Antes de adentrar no texto, gostaria de expressar toda a minha solidariedade ao povo do Rio Grande do Sul. Aos meus conterrâneos e irmãos, desejo muita força para atravessar esse momento difícil. Somos um povo de muitas virtudes, então é hora de mostrarmos valor e constância, para que nossas façanhas sirvam de modelo a toda terra, tal qual cantamos no hino do Rio Grande do Sul.
Todos os anos, milhares de pessoas voam até o meio dos EUA, para uma cidade que tem toda a cara de uma cidade americana de médio porte, chamada Omaha, no Nebraska. O que atrai essas pessoas? A sabedoria de um senhor de 93 anos, chamado Warren Buffett, conhecido como o Oráculo de Omaha. A “Woodstock capitalista”, como ficou conhecida a conferência da Berkshire Hathaway, é uma ode ao pensamento de longo prazo e à filosofia de investimento conhecida como value investing – em essência, investimentos em boas empresas com uma orientação de longo prazo. Mas talvez você já saiba disso.

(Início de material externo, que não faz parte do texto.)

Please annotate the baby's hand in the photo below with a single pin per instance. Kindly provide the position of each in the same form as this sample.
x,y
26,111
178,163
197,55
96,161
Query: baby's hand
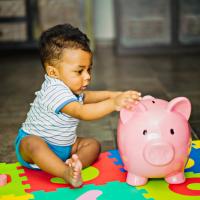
x,y
126,99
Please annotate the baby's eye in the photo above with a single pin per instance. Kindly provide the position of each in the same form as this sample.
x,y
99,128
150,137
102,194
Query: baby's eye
x,y
79,71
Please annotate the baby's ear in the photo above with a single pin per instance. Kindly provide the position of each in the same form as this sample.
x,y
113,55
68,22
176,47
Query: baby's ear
x,y
52,71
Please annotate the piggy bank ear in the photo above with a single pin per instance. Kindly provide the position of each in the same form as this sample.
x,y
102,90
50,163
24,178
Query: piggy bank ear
x,y
125,115
181,105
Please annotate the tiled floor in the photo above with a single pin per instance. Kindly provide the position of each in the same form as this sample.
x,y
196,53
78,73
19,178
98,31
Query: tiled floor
x,y
160,76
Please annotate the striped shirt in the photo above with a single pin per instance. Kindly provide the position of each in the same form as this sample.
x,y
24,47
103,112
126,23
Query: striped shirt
x,y
45,118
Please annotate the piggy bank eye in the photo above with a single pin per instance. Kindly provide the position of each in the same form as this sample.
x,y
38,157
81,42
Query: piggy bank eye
x,y
172,131
144,132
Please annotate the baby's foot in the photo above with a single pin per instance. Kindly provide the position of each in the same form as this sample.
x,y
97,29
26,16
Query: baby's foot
x,y
73,172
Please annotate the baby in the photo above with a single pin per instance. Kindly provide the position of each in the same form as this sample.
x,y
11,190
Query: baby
x,y
47,139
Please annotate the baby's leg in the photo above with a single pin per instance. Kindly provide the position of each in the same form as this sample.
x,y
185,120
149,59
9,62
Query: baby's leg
x,y
87,149
34,150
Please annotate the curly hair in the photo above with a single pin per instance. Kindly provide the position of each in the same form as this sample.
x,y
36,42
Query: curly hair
x,y
62,36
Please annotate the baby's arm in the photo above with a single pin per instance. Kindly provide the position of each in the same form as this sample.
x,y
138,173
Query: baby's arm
x,y
97,96
92,111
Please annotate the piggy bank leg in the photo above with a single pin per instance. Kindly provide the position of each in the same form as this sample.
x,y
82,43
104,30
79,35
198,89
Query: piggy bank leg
x,y
135,180
176,178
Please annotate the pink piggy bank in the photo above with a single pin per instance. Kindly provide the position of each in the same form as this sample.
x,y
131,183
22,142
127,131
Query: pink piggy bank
x,y
154,140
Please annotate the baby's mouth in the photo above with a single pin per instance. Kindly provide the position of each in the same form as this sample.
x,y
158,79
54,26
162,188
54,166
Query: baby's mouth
x,y
84,87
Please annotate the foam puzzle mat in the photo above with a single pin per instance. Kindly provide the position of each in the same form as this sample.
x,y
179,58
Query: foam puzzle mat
x,y
105,180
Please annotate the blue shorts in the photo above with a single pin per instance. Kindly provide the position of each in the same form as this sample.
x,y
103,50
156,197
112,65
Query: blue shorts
x,y
63,152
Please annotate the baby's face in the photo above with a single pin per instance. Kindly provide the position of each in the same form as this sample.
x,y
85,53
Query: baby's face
x,y
75,69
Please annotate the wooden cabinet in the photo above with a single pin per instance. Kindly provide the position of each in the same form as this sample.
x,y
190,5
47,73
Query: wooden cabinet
x,y
156,26
17,19
22,21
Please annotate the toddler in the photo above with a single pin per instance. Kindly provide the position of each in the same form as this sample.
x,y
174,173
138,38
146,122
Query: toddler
x,y
47,139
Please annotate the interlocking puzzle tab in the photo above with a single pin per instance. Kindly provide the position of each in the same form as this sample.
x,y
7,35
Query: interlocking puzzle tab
x,y
104,180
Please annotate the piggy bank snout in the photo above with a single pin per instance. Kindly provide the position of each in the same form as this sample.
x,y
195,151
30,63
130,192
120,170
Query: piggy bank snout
x,y
158,153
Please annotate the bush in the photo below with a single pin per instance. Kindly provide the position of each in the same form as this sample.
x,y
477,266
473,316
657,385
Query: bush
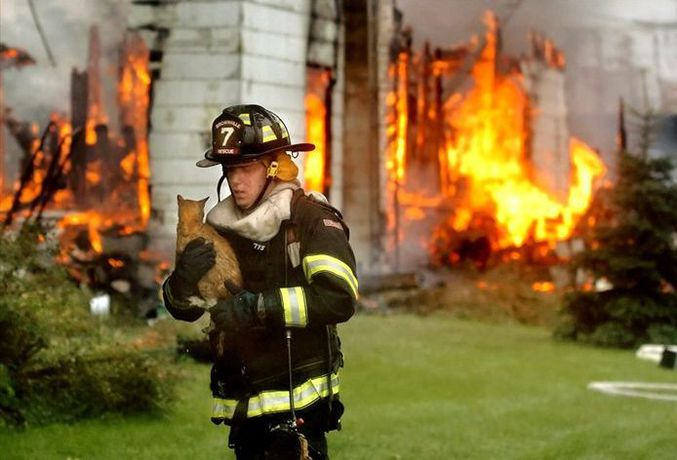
x,y
631,245
57,362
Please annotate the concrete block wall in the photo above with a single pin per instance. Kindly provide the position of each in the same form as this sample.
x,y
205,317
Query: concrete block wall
x,y
217,53
550,132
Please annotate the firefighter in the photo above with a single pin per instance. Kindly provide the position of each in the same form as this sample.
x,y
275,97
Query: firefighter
x,y
299,281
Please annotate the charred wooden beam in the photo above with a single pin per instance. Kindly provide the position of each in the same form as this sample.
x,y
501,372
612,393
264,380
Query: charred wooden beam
x,y
388,282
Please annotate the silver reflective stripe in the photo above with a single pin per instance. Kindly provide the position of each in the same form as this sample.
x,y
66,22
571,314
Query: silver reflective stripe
x,y
315,264
271,402
294,306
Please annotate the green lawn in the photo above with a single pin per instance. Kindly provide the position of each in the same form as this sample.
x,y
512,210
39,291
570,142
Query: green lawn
x,y
421,388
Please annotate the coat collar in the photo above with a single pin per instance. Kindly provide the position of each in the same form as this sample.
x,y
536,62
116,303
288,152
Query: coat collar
x,y
264,222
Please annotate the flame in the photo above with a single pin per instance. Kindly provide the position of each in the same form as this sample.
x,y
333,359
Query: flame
x,y
133,95
485,174
316,132
543,286
119,200
116,263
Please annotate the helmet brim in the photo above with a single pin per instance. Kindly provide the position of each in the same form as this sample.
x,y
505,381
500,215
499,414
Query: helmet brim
x,y
300,147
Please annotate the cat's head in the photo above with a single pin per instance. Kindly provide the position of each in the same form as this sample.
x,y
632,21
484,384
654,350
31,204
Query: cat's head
x,y
191,210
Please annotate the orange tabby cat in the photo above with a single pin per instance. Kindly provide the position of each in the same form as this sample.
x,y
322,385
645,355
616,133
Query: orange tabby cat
x,y
226,268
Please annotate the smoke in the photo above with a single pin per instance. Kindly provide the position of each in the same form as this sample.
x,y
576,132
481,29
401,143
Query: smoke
x,y
614,49
35,91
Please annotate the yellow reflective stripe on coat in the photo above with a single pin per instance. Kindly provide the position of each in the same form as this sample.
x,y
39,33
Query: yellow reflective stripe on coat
x,y
294,306
318,263
272,402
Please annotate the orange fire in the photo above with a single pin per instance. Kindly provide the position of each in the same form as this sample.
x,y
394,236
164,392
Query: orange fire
x,y
485,176
543,286
133,94
316,116
118,201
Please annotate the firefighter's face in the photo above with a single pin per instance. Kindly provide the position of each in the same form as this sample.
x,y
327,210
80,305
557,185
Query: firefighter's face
x,y
246,182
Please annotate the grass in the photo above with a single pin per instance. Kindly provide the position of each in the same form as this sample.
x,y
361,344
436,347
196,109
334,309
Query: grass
x,y
420,388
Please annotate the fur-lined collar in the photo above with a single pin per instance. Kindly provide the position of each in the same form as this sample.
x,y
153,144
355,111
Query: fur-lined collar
x,y
263,223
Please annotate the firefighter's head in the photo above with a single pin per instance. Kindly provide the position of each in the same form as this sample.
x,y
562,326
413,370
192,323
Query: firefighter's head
x,y
252,145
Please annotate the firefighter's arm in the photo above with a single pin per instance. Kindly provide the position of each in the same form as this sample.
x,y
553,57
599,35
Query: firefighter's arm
x,y
329,267
191,265
177,309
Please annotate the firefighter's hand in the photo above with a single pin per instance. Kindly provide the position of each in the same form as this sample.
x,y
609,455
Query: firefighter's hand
x,y
236,313
191,265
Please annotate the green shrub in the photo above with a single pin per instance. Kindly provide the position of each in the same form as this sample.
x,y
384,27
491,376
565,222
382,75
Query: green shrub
x,y
632,247
57,362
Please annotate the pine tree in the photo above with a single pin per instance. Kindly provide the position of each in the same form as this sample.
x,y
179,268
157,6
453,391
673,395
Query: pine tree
x,y
631,243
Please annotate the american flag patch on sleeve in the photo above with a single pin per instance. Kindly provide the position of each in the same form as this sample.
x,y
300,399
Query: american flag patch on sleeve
x,y
332,223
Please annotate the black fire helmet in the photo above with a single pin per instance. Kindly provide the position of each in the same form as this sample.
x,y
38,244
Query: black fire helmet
x,y
244,133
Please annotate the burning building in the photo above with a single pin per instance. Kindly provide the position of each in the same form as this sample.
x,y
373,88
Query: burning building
x,y
440,149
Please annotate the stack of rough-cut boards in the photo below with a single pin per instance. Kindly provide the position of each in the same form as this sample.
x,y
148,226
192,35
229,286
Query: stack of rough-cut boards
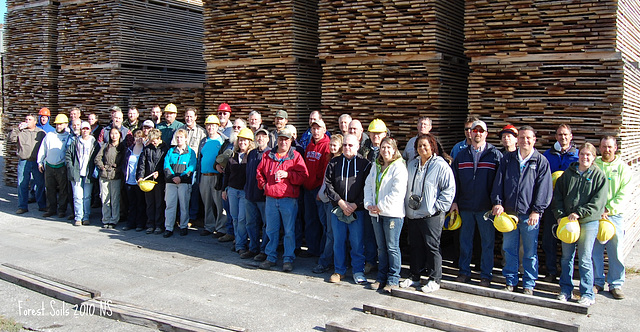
x,y
397,61
262,55
544,63
99,53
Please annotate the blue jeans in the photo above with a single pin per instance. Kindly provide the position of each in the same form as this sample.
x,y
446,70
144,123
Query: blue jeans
x,y
487,239
281,212
27,169
82,198
387,232
615,276
511,246
237,207
588,233
255,222
313,213
326,258
352,232
369,241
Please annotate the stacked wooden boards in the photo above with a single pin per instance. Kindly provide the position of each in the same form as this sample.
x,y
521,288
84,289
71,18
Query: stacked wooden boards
x,y
262,55
544,63
397,61
30,67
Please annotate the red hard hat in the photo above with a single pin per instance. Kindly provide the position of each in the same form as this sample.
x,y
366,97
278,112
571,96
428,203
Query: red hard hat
x,y
44,111
224,107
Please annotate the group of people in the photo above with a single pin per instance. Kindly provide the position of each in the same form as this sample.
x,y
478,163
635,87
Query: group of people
x,y
344,196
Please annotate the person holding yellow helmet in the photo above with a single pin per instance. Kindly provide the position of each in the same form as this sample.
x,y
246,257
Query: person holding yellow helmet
x,y
580,195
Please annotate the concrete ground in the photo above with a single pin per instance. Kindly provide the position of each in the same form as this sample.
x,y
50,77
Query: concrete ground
x,y
198,277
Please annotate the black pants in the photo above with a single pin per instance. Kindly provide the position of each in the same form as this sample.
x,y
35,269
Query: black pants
x,y
57,187
424,241
155,206
135,197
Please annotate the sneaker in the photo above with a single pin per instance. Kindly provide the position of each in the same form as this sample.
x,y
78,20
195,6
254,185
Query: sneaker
x,y
585,301
597,289
431,286
267,265
359,278
320,269
336,278
389,288
562,297
617,293
226,238
368,267
247,254
463,278
260,257
406,283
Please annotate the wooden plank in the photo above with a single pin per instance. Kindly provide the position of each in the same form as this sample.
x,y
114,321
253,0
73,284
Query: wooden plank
x,y
514,297
417,319
506,314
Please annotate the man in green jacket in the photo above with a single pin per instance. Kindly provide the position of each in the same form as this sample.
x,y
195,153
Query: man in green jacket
x,y
619,176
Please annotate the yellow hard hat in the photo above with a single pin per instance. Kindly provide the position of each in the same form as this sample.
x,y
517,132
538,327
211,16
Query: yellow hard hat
x,y
246,133
147,185
171,108
61,118
568,231
377,126
212,119
505,223
555,176
452,221
606,231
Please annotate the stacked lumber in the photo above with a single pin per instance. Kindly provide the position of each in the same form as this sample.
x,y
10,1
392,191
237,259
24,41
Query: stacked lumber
x,y
30,67
262,55
397,61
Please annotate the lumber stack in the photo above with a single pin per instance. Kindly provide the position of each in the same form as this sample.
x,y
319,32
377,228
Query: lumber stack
x,y
261,55
397,61
30,67
544,63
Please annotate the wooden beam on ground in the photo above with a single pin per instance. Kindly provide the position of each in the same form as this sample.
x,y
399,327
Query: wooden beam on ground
x,y
417,319
164,322
499,313
514,297
49,288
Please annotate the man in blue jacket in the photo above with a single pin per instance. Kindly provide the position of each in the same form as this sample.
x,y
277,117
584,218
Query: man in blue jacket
x,y
560,156
523,188
475,169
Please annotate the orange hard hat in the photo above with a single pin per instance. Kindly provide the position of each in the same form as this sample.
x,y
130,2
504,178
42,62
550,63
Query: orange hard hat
x,y
224,107
44,111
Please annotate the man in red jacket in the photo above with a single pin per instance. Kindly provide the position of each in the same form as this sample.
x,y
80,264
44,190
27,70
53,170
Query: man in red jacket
x,y
316,158
280,174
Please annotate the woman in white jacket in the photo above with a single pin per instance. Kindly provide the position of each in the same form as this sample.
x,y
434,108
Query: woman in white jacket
x,y
384,193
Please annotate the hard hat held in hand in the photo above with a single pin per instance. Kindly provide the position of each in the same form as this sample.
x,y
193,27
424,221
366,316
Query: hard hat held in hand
x,y
606,231
555,176
568,231
452,221
505,223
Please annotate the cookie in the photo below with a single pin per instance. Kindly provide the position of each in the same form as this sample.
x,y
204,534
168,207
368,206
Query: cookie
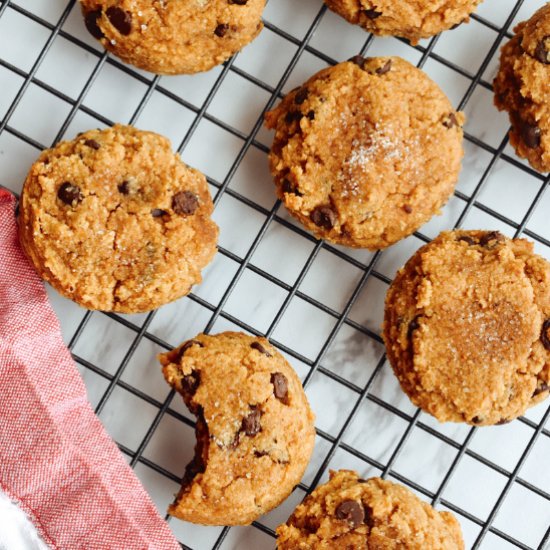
x,y
365,152
171,36
349,512
255,430
115,221
411,19
522,88
467,327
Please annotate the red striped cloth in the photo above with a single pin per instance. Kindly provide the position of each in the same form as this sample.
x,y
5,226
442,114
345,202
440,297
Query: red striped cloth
x,y
56,460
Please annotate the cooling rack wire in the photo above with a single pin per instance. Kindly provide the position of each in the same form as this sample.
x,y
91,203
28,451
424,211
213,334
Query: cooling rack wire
x,y
321,305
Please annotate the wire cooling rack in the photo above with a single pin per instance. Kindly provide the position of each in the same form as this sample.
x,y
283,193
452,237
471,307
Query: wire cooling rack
x,y
321,305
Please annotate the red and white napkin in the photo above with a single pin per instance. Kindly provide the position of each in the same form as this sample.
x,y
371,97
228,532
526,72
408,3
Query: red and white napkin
x,y
56,460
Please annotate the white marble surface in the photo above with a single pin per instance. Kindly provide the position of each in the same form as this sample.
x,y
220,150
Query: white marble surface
x,y
382,418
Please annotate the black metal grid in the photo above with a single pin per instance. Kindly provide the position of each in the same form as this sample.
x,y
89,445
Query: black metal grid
x,y
368,270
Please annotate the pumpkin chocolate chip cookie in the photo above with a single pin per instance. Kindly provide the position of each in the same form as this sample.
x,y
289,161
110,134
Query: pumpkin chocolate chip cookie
x,y
366,152
255,431
411,19
467,327
173,36
114,220
522,87
350,512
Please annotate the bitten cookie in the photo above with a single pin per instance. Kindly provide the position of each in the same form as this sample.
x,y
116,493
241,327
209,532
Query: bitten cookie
x,y
522,87
255,430
467,327
173,36
349,512
114,220
411,19
365,152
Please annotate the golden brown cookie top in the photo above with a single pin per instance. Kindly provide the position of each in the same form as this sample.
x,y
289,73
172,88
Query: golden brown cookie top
x,y
114,220
349,512
411,19
522,87
255,431
366,151
466,327
173,36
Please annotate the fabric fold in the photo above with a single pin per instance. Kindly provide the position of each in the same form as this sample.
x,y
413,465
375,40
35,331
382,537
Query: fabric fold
x,y
56,459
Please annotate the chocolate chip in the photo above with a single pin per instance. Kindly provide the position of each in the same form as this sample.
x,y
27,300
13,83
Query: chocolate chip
x,y
530,134
185,203
542,51
545,334
469,240
324,216
260,348
451,121
120,19
351,511
293,116
187,345
93,144
235,443
124,187
358,60
301,96
221,30
289,188
372,14
491,239
69,194
191,382
91,21
280,387
385,69
251,423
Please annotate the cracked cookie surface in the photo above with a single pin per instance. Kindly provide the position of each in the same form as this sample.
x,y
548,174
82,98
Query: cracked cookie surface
x,y
115,221
349,512
522,88
173,36
411,19
366,152
255,429
467,327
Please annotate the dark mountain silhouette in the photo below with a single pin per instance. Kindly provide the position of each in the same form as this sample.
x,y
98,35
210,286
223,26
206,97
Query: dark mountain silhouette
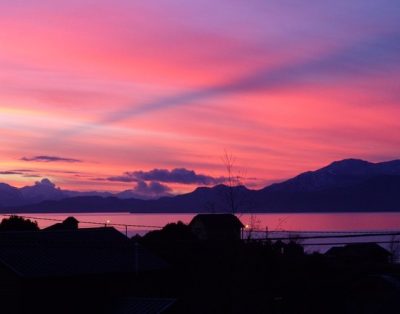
x,y
347,185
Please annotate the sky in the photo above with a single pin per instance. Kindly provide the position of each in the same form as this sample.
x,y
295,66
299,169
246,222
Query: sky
x,y
150,95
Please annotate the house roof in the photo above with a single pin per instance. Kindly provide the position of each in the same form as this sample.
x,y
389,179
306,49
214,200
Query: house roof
x,y
217,221
358,249
73,252
142,305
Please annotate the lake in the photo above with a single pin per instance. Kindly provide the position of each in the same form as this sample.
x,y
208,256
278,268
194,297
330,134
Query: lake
x,y
285,224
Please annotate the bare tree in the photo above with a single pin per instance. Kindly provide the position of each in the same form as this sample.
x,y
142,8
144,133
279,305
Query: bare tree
x,y
254,226
233,195
394,249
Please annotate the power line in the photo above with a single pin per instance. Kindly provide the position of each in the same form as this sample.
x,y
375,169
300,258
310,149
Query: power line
x,y
86,222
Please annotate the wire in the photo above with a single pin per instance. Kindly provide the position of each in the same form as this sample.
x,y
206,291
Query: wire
x,y
85,222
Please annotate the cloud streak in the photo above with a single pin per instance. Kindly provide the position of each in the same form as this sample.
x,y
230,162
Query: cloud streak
x,y
376,54
177,175
44,158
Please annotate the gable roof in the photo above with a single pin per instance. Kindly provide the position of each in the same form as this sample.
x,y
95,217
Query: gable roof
x,y
359,249
142,305
73,252
218,221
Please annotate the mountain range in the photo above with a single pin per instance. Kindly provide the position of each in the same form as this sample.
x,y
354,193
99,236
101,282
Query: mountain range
x,y
344,186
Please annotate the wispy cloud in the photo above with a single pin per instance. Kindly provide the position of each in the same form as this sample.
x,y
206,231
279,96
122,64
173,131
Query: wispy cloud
x,y
50,159
10,172
177,175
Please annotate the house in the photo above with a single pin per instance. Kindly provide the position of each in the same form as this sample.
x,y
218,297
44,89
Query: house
x,y
360,253
67,271
70,223
217,227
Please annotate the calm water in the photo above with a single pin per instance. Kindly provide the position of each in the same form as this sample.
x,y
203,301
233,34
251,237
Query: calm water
x,y
286,224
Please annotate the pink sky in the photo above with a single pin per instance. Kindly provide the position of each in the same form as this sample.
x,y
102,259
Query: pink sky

Pois bem, eu e a Julia, do nosso time de Alocação e Estratégia, estivemos por lá neste final de semana e tivemos algumas impressões que queremos compartilhar aqui com vocês.
Esta foi uma reunião diferente e isso ficou muito claro desde o início. Charlie Munger faleceu em novembro de 2023, e esta foi a primeira reunião sem ele. Depois de décadas juntos, como um casal onde um sente a falta do outro, deu para notar que Buffett sentiu a ausência do companheiro de longa data. Praticamente todas as respostas ele citava ou mencionava o velho companheiro. Em certo ponto, ele passa a palavra para Greg Abel, atual CEO da Berkshire Hathaway Energy e vice-presidente de operações não relacionadas a seguros da Berkshire Hathaway. No entanto, Buffett se confunde e o chama de Charlie, arrancando algumas risadas da plateia. Buffett comenta que Charlie foi o grande arquiteto por trás da Berkshire, um grande amigo, curioso, interessado em entender como as coisas funcionavam e que ensinou muito a ele. O vídeo característico do início do evento ressaltou essa parceria de longa data, comparando sua amizade a célebres personagens como Batman e Robin, o Gordo e o Magro e até Beavis and Butt-head.
Indo além, também notei que havia muito mais pessoas do que nos últimos anos. Filas na feira, ginásio lotado, restaurantes e cafés lotados pela cidade. Esta, definitivamente, foi uma das conferências mais frequentadas da história da Berkshire. Penso que o vetor que catalisou isso também nos remete a Charlie Munger.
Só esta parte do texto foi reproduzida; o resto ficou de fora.